Unfortunately, the regulators of procurement do not seem to go even this far. The Norwegian government states that public sector institutions must support various standards, although the directorate concerned appears to have changed these obligations from the original directive and now insists that the dubious, forcibly- and incompletely-standardised Office Open XML document format must be accepted by the public sector in communications; they have also weakened the Internet publishing requirements for public sector institutions by permitting the use of various encumbered, cartel-controlled audio and video formats. For these changes, entertained in a review process, we can thank the likes of Statistics Norway who wanted “Word format” as well as OOXML to be permitted in the list of acceptable “standards”.

In any case, such directives only cover the surface of public sector activity, and the list of standards do not in general cover anything more than storage and interchange formats plus basic communications standards. This leaves quite a gap where established Internet standards exist but are not mandated, thus allowing proprietary protocols and technologies to insert themselves into infrastructure and pervert the processes of procurement and systems integration.
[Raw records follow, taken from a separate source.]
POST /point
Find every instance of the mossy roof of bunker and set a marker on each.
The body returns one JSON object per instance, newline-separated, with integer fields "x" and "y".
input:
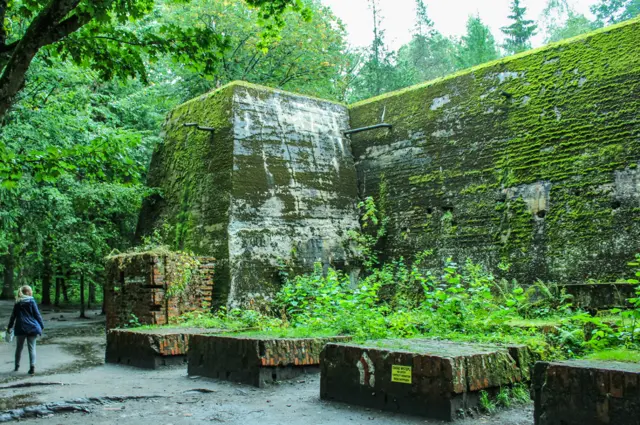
{"x": 501, "y": 61}
{"x": 239, "y": 83}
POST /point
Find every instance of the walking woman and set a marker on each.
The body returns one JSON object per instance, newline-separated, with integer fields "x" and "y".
{"x": 28, "y": 325}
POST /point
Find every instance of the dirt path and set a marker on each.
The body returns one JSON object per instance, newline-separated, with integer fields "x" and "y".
{"x": 70, "y": 356}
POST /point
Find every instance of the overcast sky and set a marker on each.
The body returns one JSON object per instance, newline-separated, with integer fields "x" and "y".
{"x": 449, "y": 16}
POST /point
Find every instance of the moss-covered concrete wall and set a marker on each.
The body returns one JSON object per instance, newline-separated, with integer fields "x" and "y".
{"x": 273, "y": 185}
{"x": 531, "y": 160}
{"x": 294, "y": 187}
{"x": 192, "y": 171}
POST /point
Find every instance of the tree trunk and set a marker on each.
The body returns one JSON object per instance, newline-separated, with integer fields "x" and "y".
{"x": 47, "y": 273}
{"x": 46, "y": 28}
{"x": 82, "y": 315}
{"x": 58, "y": 285}
{"x": 8, "y": 285}
{"x": 92, "y": 294}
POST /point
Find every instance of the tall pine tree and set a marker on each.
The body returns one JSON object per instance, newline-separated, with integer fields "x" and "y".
{"x": 612, "y": 11}
{"x": 428, "y": 55}
{"x": 378, "y": 73}
{"x": 477, "y": 46}
{"x": 519, "y": 33}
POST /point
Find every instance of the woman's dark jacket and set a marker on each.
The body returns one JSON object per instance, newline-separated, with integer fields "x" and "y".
{"x": 27, "y": 318}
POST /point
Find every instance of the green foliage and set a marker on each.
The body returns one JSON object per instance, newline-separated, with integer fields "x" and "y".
{"x": 477, "y": 46}
{"x": 613, "y": 11}
{"x": 133, "y": 321}
{"x": 308, "y": 56}
{"x": 428, "y": 55}
{"x": 506, "y": 397}
{"x": 486, "y": 404}
{"x": 519, "y": 33}
{"x": 374, "y": 224}
{"x": 561, "y": 21}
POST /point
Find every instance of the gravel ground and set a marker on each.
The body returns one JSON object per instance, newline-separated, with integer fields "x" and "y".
{"x": 71, "y": 357}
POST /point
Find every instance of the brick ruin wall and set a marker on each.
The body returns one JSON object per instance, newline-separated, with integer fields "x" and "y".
{"x": 530, "y": 160}
{"x": 140, "y": 285}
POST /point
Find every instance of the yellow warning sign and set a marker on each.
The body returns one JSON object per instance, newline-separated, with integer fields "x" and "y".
{"x": 401, "y": 374}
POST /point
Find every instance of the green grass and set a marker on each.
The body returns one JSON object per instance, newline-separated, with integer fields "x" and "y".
{"x": 618, "y": 355}
{"x": 535, "y": 323}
The Pretense of “Standards!”

But even if open standards were mandated in the public sector – a worthy and necessary measure – that wouldn’t mean that our work to ensure a level playing field – fairness in procurement – would be done. Because vendors can always advertise compliance with standards, they can still insist that their products be considered in any procurement contest, and even if those products do notionally support standards it does not mean that they will end up using them when deployed. For example, from the case of the Oslo municipality e-mail system, the councillor with responsibility for finance and development indicated the following:

“Oslo municipality is a complicated and comprehensive organisation and must take existing integration with specialist/bespoke systems into account. A procurement of other [non-Microsoft] end-user software will therefore result in unnecessary increases in costs for the municipality.”
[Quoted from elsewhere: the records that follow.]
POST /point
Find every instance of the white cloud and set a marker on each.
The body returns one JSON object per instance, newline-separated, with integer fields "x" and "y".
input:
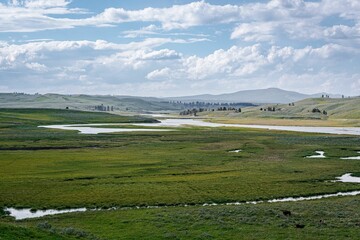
{"x": 45, "y": 3}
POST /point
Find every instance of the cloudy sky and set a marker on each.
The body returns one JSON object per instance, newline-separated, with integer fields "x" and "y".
{"x": 179, "y": 47}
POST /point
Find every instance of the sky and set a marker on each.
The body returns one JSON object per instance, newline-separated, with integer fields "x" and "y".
{"x": 179, "y": 47}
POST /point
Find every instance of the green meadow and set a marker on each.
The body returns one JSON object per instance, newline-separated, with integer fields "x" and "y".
{"x": 56, "y": 169}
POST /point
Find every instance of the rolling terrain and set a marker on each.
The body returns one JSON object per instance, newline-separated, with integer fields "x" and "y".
{"x": 339, "y": 112}
{"x": 269, "y": 95}
{"x": 85, "y": 102}
{"x": 48, "y": 168}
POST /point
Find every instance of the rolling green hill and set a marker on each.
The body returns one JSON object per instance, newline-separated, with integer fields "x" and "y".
{"x": 84, "y": 102}
{"x": 339, "y": 112}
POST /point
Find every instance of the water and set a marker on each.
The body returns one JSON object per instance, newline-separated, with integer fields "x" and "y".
{"x": 27, "y": 213}
{"x": 352, "y": 158}
{"x": 89, "y": 129}
{"x": 348, "y": 178}
{"x": 320, "y": 154}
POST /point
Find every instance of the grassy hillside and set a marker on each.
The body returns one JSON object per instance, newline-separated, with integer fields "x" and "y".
{"x": 340, "y": 112}
{"x": 83, "y": 102}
In other words, even if existing software was acquired under the pretense that it supported standards, in deployment it may actually only function with other software using proprietary mechanisms, and the result of this is that newly-acquired software must also support these proprietary mechanisms. And so, a proprietary infrastructure grows, actively repelling components that employ open standards, with its custodians insisting that it is the fault of standards-compliant software that such an infrastructure would need to be dismantled almost in its entirety and replaced if even one standards-compliant component were to be admitted.

Who benefits the most from this? The vendor peddling the proprietary platforms and technologies that enable this morass of interdependency, of course. Make no mistake: any initial convenience promised by such a vendor fades away when the task of having to pursue an infrastructure strategy not dictated by outside interests is brought to bear on the purchaser. But such tasks are work, of course, and if there’s a way of avoiding it and insisting it doesn’t need attending to, a distraction can always be found.
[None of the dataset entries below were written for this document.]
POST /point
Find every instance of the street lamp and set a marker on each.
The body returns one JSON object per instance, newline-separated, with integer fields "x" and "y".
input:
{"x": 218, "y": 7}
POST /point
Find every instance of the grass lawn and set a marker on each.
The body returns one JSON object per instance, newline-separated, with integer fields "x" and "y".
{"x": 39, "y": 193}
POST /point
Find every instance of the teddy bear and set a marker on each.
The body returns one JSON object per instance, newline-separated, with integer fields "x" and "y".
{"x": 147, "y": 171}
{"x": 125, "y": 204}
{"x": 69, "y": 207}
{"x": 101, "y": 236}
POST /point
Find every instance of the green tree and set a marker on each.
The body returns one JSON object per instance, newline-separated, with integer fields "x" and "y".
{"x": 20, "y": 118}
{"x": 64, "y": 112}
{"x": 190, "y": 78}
And so, the horseplay continues under the excuse of “Standards!” when there is no real intent to uphold them or engage in the real work of maintaining a sustainable infrastructure that does not exclude open competition or channel public money to preferred vendors. Unlike the character in the comic strip whose code probably is still compiling, certain public sector institutions would have experienced a compilation error and be found out. It appears, unfortunately, that it is our job to peer around the cubicle partition and see what is happening on screen and perhaps to investigate the noises coming from the corridor. After all, our institutions don’t seem to be particularly concerned about doing so.